By Wallace Mawire
Zimbabwe’s Minister of Lands, Agriculture, Water, Climate and Rural Resettlement, Chief Air Marshall (Rtd) Perrance Shiri has urged the Southern African Development Community (SADC) region to come up with a common position on the use of coal as the global agenda for global nations to adopt clean and renewable forms of energy gather momentum.
Minister Shiri made the remarks at the just ended inter-ministerial dialogue on climate change held in Harare on 6 September, 2019.
He said that it was now very necessary for countries in the SADC region, such as Zimbabwe, Mozambique and South Africa which were using coal as a source of energy to come up with a common position on how they could transition to other alternative forms of clean energy.
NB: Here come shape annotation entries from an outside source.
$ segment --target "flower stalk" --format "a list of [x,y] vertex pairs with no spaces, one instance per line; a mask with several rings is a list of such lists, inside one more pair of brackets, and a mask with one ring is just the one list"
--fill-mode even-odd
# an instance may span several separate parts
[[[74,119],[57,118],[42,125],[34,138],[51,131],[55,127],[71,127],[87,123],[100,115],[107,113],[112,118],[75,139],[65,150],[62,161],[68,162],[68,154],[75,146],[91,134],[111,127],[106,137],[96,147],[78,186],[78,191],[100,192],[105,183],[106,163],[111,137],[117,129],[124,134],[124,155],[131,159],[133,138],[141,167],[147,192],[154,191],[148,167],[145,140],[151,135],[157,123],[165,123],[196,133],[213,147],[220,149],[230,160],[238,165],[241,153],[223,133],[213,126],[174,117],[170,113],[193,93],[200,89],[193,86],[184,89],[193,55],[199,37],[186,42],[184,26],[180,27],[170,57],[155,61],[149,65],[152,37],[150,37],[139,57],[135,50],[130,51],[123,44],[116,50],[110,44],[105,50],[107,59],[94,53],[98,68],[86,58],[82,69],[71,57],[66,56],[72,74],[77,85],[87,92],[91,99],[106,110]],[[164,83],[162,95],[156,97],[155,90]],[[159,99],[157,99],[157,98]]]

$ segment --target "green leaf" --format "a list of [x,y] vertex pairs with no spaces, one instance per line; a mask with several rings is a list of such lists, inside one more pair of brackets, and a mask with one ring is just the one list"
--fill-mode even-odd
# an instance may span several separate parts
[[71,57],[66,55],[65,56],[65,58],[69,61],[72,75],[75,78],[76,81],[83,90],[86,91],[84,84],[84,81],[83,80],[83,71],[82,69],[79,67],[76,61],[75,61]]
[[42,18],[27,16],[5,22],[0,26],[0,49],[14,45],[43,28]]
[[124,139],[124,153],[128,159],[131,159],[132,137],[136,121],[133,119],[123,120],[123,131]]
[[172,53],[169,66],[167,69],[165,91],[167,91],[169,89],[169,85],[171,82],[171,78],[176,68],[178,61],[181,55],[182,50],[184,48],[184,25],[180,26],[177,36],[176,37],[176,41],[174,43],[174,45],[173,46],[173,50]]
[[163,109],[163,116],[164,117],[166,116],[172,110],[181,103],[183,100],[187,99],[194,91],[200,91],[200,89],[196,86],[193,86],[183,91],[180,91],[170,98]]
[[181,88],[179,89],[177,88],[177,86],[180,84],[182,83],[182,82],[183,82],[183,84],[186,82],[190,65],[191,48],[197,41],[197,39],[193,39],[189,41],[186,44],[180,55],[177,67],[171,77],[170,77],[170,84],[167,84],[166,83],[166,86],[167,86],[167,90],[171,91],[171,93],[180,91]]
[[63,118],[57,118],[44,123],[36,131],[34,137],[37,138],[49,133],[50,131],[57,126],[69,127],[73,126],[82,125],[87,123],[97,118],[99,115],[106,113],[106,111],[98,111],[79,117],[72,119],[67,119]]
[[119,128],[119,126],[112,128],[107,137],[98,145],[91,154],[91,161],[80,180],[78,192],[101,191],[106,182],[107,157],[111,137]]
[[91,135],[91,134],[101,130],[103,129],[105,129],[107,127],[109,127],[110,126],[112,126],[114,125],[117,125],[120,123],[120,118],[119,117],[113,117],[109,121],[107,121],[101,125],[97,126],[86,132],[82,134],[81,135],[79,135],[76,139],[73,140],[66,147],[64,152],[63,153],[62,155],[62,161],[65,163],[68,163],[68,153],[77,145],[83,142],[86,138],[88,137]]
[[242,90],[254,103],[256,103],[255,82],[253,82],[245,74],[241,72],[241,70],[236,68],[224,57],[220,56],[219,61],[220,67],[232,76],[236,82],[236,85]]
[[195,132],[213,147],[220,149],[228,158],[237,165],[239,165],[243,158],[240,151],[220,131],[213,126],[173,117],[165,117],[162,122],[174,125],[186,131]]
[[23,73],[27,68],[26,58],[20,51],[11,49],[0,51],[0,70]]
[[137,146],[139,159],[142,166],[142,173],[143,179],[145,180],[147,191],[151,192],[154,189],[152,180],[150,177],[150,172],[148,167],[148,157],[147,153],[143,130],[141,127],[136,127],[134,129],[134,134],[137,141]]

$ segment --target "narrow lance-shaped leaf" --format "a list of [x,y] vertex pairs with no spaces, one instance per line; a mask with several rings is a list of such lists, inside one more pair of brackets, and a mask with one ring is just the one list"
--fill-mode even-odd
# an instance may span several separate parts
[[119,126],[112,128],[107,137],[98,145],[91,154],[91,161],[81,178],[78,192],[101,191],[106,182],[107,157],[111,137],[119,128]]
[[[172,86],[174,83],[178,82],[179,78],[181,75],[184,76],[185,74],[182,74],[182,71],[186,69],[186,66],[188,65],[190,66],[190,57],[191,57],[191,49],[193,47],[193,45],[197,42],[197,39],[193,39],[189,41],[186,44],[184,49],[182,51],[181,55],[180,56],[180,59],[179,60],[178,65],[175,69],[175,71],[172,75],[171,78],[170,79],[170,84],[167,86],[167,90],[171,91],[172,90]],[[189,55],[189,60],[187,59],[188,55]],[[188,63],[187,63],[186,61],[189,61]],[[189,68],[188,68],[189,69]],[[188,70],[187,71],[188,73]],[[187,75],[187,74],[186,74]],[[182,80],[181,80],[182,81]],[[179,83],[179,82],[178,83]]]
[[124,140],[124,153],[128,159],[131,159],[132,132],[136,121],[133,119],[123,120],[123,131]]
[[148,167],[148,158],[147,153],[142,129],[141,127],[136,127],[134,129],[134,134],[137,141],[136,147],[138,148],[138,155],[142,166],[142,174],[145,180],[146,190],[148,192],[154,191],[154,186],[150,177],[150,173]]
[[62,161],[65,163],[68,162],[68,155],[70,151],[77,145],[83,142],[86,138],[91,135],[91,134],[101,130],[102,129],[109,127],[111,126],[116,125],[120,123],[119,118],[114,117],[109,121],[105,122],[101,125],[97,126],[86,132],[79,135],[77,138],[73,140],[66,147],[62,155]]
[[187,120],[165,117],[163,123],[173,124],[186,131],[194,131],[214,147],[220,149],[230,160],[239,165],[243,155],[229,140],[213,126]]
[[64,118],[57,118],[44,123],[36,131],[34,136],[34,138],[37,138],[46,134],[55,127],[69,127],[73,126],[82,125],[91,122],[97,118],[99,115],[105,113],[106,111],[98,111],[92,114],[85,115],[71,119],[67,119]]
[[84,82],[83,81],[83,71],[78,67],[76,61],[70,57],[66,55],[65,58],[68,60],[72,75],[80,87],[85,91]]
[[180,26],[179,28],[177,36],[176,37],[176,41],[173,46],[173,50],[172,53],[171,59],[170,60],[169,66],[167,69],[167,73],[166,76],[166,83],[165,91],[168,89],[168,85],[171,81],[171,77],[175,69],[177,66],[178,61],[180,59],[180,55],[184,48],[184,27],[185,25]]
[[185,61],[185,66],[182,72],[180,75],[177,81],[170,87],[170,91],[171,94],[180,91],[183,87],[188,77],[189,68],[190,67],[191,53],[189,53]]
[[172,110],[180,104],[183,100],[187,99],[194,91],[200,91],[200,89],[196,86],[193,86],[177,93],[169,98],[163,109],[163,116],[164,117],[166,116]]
However, Minster Shiri, commenting on the situation in Zimbabwe with regards to the use of coal, said that the country was endowed with billions of tonnes of coal which it heavily relied on for thermal power generation and it was not going to be so easy to let go without any meaningful commensurate benefit for the country.
The minister also said that there was great potential to harness new technologies on the use of coal which had been adopted by other countries.
The remarks come in the wake of his recent visit to Japan, where the possibility of use of new clean coal technologies had been explored with officials in that country.
Zimbabwe’s climate change management department Director, Washington Zhakata, at the same meeting said that the country was moving on a path to eliminate the use of fossil fuels, such as coal. He said that Hwange Power Station was generating at least 60% of the country’s power from coal.
“The situation has also been exarcebated due to dwindling water resources at Zambezi river and Kariba dam. This has seen a reduction in the levels of hydro-power generation in the country,”Zhakata said.
He added that Zimbabwe also needed to place itself in the global scenario and align itself with on-going declarations in the fight against climate change.
According to Zhakata, some of the African countries which had aligned themselves with the declarations on the phasing out of coal under the Paris Agreement include Nigeria, Togo and Algeria.
At the same meeting, it was also revealed that in Zimbabwe, the major sources of energy were from thermal power which is reported to contribute to climate change.
It was also however, noted that the country was to soon launch the renewable energy and bio-fuels policies in a bid to discourage continued use of fossil fuels.
It was also revealed that Zimbabwe was in the process of establishing two more coal fired thermal power units at Hwange Power Station.
However, Lawrence Mashungu, an officer in the climate change management department said that the proposed plants were to be energy efficient, although using coal power.
The additional units are also expected to help alleviate Zimbabwe’s power crisis.